文献报道,流式细胞术(FCM)分析中CD4/CD8 T细胞比值升高与霍奇金淋巴瘤(HL)相关。我们研究的目的是确定淋巴结细针穿刺(FNA)标本中CD4/CD8比值升高的诊断意义。
1996年至2002年间,在提交进行流式细胞术分析的837例淋巴结FNA中,85例显示CD4/CD8比值升高(定义为大于或等于4),且无明确的淋巴增殖性疾病证据。这85例的细胞学诊断分为四类:反应性、非典型性、霍奇金淋巴瘤(HL)和非霍奇金淋巴瘤(NHL)。85例中有17例(20%)有组织学随访结果。
64例FCM和细胞学检查未发现淋巴增殖性疾病证据的病例中,5例因持续性淋巴结肿大和高度临床怀疑而进行了组织学随访。3/5(60%)确诊为反应性淋巴结病。
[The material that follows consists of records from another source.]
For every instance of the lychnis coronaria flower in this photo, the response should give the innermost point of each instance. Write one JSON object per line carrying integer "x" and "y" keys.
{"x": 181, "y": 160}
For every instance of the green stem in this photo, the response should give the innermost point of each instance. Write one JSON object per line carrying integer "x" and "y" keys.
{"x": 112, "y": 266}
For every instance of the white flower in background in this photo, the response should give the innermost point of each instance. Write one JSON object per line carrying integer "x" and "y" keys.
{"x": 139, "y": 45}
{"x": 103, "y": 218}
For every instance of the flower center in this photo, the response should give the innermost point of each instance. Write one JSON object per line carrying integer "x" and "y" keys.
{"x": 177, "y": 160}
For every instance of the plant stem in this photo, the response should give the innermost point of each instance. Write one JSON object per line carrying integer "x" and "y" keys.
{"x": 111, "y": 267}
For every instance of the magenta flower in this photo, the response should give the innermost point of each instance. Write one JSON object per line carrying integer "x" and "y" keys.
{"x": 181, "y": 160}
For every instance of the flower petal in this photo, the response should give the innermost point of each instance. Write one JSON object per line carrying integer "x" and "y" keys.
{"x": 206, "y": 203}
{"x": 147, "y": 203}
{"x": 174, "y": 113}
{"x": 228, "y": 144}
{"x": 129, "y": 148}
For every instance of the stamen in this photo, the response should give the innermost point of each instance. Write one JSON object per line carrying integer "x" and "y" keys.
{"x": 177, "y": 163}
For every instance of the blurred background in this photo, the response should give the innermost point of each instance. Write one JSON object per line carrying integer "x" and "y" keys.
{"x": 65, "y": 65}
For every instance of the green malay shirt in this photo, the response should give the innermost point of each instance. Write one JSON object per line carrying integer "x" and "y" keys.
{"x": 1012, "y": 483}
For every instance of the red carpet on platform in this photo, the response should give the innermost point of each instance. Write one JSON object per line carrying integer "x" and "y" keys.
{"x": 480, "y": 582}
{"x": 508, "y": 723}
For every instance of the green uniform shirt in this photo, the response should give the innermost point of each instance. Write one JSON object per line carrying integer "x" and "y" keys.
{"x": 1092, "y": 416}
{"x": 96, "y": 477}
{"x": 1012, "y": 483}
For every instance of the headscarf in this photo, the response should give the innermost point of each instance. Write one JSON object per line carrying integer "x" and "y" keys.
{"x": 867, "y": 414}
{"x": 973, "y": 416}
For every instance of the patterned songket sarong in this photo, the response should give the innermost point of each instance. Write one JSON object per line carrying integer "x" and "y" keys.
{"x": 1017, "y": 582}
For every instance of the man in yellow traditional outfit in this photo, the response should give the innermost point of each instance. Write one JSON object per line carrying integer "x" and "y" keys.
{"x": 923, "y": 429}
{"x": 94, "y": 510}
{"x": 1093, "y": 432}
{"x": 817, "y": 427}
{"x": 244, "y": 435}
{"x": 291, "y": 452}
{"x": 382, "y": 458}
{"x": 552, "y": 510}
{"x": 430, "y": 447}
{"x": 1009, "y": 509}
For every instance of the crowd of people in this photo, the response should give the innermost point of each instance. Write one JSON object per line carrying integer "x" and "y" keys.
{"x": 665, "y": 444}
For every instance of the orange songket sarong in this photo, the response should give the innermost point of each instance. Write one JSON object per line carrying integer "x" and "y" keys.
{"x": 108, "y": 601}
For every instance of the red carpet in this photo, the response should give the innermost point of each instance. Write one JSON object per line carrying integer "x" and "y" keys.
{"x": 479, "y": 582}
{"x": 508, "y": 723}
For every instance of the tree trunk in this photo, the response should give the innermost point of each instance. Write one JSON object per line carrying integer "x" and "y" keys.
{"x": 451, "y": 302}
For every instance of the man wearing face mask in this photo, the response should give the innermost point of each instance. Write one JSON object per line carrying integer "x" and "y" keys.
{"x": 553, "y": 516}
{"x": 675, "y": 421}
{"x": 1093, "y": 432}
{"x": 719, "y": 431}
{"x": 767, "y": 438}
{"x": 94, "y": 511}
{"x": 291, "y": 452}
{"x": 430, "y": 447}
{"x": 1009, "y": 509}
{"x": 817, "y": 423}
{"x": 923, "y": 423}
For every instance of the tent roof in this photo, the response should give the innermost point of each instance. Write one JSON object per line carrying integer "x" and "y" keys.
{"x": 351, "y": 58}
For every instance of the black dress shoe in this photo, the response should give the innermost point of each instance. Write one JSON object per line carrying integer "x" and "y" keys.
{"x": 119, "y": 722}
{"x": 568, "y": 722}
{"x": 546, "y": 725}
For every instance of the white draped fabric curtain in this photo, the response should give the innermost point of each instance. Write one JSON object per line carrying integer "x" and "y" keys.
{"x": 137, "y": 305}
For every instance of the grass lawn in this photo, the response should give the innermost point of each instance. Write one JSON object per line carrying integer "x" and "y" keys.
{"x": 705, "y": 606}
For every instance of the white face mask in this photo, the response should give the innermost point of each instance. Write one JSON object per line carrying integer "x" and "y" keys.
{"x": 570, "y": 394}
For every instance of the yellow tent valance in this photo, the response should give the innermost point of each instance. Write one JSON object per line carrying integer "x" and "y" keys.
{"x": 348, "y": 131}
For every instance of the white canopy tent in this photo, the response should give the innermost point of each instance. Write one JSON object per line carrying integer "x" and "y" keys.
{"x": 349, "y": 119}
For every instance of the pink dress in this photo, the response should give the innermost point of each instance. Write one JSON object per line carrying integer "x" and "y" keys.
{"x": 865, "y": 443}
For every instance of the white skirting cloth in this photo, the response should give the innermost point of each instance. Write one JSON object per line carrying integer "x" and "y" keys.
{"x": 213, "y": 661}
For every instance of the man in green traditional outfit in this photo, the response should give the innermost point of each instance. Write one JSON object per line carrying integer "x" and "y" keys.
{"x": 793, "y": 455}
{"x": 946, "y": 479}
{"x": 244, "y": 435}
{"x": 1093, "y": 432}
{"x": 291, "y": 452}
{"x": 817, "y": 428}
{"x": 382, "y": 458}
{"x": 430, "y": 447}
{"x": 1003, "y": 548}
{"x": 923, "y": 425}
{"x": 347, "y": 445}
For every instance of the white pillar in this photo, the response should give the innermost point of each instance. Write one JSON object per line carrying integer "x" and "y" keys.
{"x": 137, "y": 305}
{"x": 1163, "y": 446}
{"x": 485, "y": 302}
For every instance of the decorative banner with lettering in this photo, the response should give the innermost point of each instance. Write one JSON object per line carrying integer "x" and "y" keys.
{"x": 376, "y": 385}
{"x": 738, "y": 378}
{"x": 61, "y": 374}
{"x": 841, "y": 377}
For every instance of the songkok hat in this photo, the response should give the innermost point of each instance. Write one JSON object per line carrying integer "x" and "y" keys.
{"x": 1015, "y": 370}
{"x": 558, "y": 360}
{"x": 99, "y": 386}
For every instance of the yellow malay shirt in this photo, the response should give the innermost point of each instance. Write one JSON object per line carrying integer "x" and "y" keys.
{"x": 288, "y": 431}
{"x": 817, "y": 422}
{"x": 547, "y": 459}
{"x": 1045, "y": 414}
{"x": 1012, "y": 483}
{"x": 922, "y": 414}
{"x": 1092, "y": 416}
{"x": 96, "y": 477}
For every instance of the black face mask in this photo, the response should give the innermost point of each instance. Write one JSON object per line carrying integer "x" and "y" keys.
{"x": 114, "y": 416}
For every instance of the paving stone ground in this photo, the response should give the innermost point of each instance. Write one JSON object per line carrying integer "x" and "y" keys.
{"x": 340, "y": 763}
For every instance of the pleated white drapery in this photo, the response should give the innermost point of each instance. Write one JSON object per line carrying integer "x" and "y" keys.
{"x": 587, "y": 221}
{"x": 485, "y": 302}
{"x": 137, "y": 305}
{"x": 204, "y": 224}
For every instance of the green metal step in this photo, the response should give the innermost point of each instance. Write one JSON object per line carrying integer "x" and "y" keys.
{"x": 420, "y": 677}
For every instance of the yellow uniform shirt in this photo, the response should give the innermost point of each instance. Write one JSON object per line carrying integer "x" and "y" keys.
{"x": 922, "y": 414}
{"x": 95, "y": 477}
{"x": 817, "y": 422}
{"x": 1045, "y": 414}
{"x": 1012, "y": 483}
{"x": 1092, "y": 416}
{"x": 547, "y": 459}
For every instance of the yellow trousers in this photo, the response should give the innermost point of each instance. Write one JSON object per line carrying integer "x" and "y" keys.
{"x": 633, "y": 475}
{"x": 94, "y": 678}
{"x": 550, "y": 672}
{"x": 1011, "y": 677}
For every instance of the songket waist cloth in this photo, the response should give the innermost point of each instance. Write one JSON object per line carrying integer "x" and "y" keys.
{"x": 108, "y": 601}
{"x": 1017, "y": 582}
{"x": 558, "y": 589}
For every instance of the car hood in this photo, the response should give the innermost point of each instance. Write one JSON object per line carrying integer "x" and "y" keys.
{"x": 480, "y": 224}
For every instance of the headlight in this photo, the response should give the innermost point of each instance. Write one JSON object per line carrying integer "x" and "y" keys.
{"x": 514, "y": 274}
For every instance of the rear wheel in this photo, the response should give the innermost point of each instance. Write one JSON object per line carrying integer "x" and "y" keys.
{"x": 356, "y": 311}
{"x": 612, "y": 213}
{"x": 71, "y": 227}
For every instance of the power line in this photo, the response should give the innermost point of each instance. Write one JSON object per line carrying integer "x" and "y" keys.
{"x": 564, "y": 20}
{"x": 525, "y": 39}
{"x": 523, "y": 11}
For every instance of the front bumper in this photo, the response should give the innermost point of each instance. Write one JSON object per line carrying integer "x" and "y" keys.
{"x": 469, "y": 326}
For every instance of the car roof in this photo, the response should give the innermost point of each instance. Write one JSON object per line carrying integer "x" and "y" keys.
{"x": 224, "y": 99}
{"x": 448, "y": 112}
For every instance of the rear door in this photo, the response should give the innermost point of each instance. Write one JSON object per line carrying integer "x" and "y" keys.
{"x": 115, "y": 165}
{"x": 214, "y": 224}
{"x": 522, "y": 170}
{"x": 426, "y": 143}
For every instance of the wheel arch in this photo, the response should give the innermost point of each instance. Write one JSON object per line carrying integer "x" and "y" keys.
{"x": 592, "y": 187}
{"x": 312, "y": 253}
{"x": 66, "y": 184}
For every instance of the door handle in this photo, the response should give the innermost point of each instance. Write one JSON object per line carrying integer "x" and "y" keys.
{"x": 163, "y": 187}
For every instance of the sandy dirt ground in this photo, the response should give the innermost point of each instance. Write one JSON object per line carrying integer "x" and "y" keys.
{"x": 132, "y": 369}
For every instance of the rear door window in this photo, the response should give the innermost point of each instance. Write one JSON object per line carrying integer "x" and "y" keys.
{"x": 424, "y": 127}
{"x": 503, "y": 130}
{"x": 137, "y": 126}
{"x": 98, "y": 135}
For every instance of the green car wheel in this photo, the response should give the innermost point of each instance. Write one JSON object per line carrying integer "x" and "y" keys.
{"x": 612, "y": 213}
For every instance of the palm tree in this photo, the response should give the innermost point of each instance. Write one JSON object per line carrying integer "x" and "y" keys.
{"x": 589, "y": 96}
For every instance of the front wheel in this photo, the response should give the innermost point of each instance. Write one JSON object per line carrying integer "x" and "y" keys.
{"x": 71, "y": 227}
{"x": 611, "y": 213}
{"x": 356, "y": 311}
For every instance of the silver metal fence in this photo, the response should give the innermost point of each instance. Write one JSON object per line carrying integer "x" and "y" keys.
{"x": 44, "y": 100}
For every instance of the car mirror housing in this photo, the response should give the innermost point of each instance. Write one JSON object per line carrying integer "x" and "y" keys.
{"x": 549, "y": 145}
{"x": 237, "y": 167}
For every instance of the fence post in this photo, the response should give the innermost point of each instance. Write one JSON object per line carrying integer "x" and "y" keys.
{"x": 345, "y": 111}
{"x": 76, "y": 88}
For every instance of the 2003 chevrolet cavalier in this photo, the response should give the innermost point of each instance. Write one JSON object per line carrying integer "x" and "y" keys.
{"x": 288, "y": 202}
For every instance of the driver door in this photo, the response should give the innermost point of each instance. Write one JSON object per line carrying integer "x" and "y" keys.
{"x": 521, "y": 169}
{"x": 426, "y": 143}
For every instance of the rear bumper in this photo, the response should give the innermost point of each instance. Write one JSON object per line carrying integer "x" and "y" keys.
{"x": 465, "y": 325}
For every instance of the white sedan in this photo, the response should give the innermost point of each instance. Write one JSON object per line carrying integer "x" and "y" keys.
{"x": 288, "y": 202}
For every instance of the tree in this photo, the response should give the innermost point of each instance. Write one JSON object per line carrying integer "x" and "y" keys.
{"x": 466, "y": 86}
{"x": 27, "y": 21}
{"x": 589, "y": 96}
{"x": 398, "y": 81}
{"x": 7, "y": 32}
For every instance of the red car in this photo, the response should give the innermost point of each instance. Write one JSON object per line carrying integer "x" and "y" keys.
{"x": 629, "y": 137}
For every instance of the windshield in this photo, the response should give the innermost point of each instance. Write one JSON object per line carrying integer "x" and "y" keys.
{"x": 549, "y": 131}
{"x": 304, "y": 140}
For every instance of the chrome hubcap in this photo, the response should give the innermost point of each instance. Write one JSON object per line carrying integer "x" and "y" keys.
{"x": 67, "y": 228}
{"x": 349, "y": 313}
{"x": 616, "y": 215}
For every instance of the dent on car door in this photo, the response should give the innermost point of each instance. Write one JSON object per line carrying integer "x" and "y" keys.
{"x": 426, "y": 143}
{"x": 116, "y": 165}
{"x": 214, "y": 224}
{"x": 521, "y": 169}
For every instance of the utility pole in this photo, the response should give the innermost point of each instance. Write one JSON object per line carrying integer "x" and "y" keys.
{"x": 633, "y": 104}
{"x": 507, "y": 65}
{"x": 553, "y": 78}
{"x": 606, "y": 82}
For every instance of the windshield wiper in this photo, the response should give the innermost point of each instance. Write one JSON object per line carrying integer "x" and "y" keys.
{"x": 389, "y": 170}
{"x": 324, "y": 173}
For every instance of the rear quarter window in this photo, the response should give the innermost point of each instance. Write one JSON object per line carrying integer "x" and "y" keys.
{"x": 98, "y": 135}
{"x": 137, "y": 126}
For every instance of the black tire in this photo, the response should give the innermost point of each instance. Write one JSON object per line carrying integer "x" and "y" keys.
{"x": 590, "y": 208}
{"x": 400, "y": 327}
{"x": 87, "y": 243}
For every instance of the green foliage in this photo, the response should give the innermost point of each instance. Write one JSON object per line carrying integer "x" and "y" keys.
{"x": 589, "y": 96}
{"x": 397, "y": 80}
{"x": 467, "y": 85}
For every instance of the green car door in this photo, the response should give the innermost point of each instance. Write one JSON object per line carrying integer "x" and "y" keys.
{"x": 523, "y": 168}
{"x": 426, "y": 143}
其余2例(40%)为淋巴瘤阳性(1例HL,1例NHL)。15例细胞学诊断为非典型性的病例中有8例进行了组织学随访。7/8(87.5%)例为淋巴瘤阳性(3例HL,4例NHL)。4例细胞学诊断为HL的病例中有3例进行了组织学随访,全部3例(100%)确诊为HL。1例细胞学诊断为NHL的病例被发现为弥漫性大B细胞淋巴瘤。总之,17例有组织学随访结果的病例中,4/17(24%)为反应性,CD4/CD8 T细胞比值为4.1 - 29;7/17(41%)为HL,CD4/CD8 T细胞比值为5.3 - 11;6/17(35%)为NHL,CD4/CD8 T细胞比值为4.2 - 14。
FCM检测中CD4/CD8比值升高是一个非特异性发现,在反应性和淋巴增殖性疾病中均可出现。涂片的细胞形态学特征比单纯流式细胞术检测到的CD4/CD8比值升高更具相关性。